The Complaint acknowledges that ICANN was created “in response to a [DOC] policy directive,” to administer the DNS, and is “charged by [DOC] with” “determining what new TLDs to approve, choosing [TLD] registries …, and contracting with the registries to operate the TLDs.”

Plaintiffs further admit that (1) pursuant to its bylaws and agreements with DOC, ICANN receives input from the U.S. and other national governments, and has committed to DOC that it will consider competition issues in approving TLDs and registries; (2) its activities are subject to review and comment by DOJ’s Antitrust Division; and (3) ICANN’s rejections of ICM’s proposal in 2006 and 2007 were prompted at least in part by opposition from DOC and other governmental entities.”

“Moreover, the injunctive relief Plaintiffs seek would require this Court to (a) enjoin .XXX altogether; (b) mandate that the .XXX registry contract be voided and “rebid to introduce competition;” and (c) “[i]mpos[e] reasonable price constraints and service requirements on” blocking services, as well as defensive and affirmative registrations in the .XXX TLD.”

“For the foregoing reasons, ICM respectfully moves this Court to dismiss the Complaint in its entirety.”
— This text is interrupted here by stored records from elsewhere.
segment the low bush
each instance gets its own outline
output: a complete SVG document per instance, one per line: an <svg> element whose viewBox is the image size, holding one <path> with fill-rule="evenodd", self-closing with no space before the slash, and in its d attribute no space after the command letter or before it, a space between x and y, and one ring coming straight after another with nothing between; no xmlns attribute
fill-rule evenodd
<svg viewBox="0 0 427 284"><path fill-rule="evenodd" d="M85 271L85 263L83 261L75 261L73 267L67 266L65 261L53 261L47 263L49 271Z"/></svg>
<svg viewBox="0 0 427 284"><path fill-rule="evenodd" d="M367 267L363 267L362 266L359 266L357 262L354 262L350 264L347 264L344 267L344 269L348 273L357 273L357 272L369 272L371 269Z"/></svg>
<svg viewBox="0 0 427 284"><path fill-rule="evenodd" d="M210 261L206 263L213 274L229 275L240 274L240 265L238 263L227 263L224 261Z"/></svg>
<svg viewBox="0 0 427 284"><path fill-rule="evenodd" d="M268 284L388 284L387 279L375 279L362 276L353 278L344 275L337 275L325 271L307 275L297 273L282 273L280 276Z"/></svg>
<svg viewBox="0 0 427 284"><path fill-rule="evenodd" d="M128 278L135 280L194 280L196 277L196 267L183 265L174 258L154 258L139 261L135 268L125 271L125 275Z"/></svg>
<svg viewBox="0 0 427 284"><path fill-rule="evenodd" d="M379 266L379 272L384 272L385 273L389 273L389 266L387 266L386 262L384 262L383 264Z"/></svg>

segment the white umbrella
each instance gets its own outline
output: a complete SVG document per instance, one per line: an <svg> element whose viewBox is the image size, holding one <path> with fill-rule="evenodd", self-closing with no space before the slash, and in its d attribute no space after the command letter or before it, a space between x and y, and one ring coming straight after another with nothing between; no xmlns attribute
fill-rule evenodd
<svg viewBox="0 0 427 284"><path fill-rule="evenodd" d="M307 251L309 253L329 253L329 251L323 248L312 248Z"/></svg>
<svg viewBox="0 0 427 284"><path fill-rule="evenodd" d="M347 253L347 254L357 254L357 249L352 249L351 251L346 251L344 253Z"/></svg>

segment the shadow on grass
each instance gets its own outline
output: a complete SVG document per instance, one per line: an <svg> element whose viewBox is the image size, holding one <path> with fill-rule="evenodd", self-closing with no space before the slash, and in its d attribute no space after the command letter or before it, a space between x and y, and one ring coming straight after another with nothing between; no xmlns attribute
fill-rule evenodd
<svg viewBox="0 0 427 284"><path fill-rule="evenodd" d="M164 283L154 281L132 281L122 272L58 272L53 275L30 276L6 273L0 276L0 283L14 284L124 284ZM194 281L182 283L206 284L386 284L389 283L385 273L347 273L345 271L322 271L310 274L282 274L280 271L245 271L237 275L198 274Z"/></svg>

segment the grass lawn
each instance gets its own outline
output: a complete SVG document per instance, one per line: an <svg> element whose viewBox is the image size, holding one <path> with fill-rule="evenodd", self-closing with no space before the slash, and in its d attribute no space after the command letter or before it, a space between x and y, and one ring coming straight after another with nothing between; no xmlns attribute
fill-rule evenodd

Beyond the motion to dismiss and accompanying legal memo’s, ICM also provided as exhibits to the motion certain demand letters of Manwin sent to ICM demanding to receive their TM domain for free, what appear to be a conversation between Fabian of Manwin and Stuart Lawley of ICM as well as emails between representatives of ICM and Fabian Thymann of Manwin from December 2010 where he says in part.

“Gac strongly opposes .XXX and its not going to pass the GAC.

Mr. Thyamm goes on to say in this email:

“there are no opportunities, the .XXX domain is useless, even if it comes to market, and I am not interested, just as I was not interested before”

 

Comments

  1. trust says

    why did they pick antitrust as their main argument?
    why not trademark?

    the icann-approved registry creates a threat of infringement by activating infringing domain names through icann’s domain name system.

    the names serve no real purpose from an web user navigation perspective.

    the names are aimed at capturing the results of either user confusion – mistakes in navigation where the user navigates soemwhere she did not intend to connect – or user uncertainty in navigation – where the user does not know what will result from typing a string and tacking .xxx on the end.

    contrast this with a telephone style directory where businesses are listed alongside their correct contact information, e.g. address, phone, fax, web.

    after deliberately creating user confusion and navigational uncertainty, the registry then sells “protection” through fees for so-called defensive registrations.

    maybe these adult entertainment companies just do not have good trademark coverage and that why they chose antitrust?

    the reality is that anyone can start a registry and do what .xxx is doing. people have choice in what naming system to use in navigating the web (or even not to use an external naming system at all), though they might not be aware of such choice. and they simply choose to use icann’s domain name system.

    the real issue might be framed as whether such icann registries are conducting legitimate business, or whether they are running protection rackets for trademark holders.

    without the threat of infringment that these registries deliberately create by inserting into their zone files domain names that are confusingly similar to trademarks, for a fee (or offering not to insert them, for a fee), their business would flounder.

  2. says

    Regardless of how the lawsuit turns out, Fabian’s words “the .XXX domain is useless, even if it comes to market” may prove to be true. According to Registrarstats, only 32 new .xxx domains were registered in the last 24 hours. I’m no expert, but I doubt one can keep a registry running on that kind of income.

  3. Miss Trust says

    @trust

    That argument could be used against any tld, cctld, stld no? Hey they are selling the same names in .whatever as we are in com, net org …

    no go

  4. trust says

    @miss trust

    it can and it should. going forward.

    just because the domain name system proponents made some mistakes in the past (and we had to pass anti-cybersquatting laws to deal with them) does not mean we need to keep making the same mistakes. it’s perfectly acceptable to ask the purpose behind what is being done here.

    maybe we should clone the uspto. then we could charge the same registrants for the same mark in the same class in the same jurisdiction multiple times. hey why not?